Sci. Signal., 10 June 2008
Receptors Signaling in Space
L. Bryan Ray
Science, Science Signaling, AAAS, Washington, DC 20005, USA
Shen et al. explored the role of spacing of receptor ligands for activation of T cells. Regions of interaction of T cells with antigen-presenting cells have a distinct spatial organization of membrane components known as the immunological synapse. Shen et al. devised a way to control the spatial distribution of antibodies to the T cell receptor (anti-CD3) and antibodies to the costimulatory receptor CD28 (anti-CD28) on a surface that allowed them to explore the importance of such spatial properties. They used microcontact printing to create a surface in which either anti-CD3 and anti-CD28 were presented together, or anti-CD28 was segregated in dots 1 µm in diameter surrounding anti-CD3 regions. Thus, in the segregated conformation, a 6-µm cell contacted about four of these locations containing anti-CD28. T cells exposed to the surface localized to the antibody-coated regions of the surface regardless of antibody segregation, but secretion of interleukin-2 by mouse CD4+ T cells was increased if anti-CD28 was segregated at the periphery of a central locus of anti-CD3 rather than uniformly distributed with the anti-CD3. Activation of the kinase Akt was also greater in cells exposed to the segregated signals, but protein kinase C- colocalized with anti-CD3 in either spatial presentation.
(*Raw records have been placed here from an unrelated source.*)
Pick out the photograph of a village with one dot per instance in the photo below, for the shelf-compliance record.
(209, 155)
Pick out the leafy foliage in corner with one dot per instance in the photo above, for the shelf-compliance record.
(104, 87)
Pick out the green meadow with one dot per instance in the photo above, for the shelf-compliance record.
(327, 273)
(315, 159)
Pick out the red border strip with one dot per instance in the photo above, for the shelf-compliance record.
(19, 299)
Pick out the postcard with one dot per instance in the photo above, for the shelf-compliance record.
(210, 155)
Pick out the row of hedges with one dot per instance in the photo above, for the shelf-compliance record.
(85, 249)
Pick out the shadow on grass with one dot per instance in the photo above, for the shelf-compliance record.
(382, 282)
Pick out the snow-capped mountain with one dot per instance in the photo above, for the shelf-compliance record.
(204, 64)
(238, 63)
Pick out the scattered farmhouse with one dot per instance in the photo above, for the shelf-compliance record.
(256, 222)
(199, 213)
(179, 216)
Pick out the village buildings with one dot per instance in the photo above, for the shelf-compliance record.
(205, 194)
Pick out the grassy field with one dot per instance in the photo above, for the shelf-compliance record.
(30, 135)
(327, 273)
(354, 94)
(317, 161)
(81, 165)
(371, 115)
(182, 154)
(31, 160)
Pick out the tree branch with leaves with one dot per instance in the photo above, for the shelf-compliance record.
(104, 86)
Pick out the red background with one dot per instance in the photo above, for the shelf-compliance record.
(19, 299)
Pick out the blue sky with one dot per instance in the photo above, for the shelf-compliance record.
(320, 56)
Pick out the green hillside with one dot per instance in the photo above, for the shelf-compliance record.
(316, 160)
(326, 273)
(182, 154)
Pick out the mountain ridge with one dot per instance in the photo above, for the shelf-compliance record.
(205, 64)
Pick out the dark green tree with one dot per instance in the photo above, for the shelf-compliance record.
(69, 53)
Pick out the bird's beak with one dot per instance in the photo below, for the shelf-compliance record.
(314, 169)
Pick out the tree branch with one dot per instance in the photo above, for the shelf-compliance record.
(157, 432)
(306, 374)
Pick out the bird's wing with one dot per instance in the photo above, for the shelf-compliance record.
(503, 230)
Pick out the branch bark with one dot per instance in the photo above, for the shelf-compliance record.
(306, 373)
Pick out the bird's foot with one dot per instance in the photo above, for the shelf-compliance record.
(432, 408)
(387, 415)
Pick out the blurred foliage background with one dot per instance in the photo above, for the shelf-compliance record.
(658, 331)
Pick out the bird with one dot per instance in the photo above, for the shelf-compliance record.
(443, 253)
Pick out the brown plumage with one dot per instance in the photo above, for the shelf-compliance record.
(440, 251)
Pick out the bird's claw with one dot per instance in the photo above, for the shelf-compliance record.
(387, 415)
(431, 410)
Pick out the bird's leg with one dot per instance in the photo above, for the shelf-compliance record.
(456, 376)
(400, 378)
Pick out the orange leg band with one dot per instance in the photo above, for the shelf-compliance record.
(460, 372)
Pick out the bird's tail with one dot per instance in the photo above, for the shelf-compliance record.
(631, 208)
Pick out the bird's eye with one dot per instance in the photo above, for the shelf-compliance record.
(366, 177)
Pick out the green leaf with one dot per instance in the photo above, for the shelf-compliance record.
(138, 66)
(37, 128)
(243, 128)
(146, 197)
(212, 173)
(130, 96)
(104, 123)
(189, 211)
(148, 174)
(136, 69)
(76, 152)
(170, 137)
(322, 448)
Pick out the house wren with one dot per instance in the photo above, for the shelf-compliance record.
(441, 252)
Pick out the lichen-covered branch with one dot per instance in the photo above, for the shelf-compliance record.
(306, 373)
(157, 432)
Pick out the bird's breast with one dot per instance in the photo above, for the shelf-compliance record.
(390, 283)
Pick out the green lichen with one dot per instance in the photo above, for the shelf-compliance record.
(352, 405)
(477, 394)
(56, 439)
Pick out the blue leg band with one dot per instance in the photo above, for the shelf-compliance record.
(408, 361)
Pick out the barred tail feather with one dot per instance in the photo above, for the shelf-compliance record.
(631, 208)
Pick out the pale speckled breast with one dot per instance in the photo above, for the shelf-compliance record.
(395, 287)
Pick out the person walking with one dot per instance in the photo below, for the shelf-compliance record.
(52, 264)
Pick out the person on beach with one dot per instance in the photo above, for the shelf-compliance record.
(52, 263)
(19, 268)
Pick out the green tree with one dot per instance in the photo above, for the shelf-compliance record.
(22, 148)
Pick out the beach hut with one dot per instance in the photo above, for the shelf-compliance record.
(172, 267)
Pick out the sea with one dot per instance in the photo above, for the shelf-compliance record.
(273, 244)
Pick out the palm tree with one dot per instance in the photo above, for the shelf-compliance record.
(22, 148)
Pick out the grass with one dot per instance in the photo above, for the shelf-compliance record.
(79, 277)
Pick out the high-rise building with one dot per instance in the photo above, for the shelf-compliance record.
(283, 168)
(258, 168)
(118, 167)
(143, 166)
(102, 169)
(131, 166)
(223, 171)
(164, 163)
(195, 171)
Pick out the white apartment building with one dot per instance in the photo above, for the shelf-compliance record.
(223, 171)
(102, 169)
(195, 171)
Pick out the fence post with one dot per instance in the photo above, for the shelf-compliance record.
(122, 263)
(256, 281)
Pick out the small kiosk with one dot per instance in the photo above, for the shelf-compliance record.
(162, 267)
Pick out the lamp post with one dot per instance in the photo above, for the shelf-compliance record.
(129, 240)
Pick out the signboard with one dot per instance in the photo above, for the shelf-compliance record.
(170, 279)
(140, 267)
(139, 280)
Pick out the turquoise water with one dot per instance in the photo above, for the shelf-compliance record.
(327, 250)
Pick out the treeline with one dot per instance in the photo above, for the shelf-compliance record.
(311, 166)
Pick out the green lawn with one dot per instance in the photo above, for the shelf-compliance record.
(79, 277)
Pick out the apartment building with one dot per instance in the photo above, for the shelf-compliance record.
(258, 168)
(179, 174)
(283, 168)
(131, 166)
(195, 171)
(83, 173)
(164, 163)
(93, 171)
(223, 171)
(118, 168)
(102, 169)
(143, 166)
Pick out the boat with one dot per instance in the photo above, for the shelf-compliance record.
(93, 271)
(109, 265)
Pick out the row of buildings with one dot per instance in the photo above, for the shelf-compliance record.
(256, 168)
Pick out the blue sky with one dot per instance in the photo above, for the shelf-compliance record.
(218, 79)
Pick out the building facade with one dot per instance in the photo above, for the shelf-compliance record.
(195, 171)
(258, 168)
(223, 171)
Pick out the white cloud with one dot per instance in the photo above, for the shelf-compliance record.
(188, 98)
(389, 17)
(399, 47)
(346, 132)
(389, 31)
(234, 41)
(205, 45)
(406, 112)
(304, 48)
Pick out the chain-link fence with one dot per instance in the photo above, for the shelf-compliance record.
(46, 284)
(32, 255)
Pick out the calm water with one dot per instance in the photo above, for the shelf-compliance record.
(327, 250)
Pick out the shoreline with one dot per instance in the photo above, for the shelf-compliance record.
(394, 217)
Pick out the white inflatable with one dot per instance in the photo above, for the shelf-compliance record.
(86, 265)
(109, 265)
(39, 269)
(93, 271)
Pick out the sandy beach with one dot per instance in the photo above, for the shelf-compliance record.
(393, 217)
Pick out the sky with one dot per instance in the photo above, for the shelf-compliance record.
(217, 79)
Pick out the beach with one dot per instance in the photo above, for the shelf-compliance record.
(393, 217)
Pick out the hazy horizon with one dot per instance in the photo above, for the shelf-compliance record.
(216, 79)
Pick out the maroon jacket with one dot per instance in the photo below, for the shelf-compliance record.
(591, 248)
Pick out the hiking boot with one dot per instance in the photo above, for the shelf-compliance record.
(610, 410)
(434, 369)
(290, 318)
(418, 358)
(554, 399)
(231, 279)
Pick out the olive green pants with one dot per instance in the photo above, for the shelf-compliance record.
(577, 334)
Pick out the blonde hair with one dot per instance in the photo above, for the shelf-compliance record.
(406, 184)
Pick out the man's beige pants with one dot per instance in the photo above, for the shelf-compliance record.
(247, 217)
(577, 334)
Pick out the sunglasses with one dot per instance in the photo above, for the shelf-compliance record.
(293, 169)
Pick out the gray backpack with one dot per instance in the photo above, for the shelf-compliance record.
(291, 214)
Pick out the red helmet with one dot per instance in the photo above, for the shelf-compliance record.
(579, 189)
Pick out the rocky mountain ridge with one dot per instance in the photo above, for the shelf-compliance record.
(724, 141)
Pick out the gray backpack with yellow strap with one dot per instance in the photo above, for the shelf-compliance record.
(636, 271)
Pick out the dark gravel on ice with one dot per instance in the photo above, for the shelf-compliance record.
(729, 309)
The dynamics of cell interaction with the receptors was measured by interference reflection microscopy and revealed that cells transiently contacted and released patches containing segregated anti-CD28 but--because anti-CD3 is not as readily released--remained associated with surfaces where the ligands were mixed. The experimental system may allow further insight into the mechanisms by which the geometry of immunological synapses influences intracellular signaling.
Citation: L. B. Ray, Signaling in Space. Sci. Signal. 1, ec219 (2008).